13. Indemnification. In light of the modifications set forth in this Amendment relating to the Parties’ respective economic benefits from the sale of Product in the United States during the U.S. Abilify Extension Term and to the JCC tie-breaking vote, BMS and Otsuka hereby agree to amend the following indemnification obligations under the Restated Agreement.

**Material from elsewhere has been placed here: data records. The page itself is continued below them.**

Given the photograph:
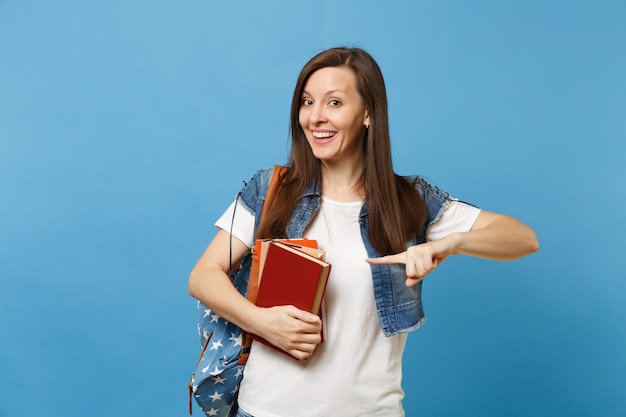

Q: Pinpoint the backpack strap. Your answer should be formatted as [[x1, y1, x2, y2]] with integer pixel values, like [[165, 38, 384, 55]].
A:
[[238, 165, 287, 365]]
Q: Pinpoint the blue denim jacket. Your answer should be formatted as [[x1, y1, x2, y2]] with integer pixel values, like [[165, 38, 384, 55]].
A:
[[234, 168, 453, 336]]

(a) The Parties hereby agree that Section 11.2 of the Restated Agreement is hereby amended to provide that, as of January 1, 2013, Otsuka shall indemnify BMS, its Affiliates and their respective directors, officers, employees and agents, and defend and save each of them harmless, from and against any and all Losses to the extent that they arise from or occur as a result of the implementation after January 1, 2013, of those decisions of the JCC as to which Otsuka has exercised its tie-breaking vote; provided that if such Losses result not from the decisions of the JCC as to which Otsuka has exercised its tie-breaking vote, but from the implementation of those decisions, then the Party whose obligation it was to implement the decision(s), and whose manner of implementing or failure to implement resulted in the Losses, shall bear such Losses and shall indemnify the other Party therefor.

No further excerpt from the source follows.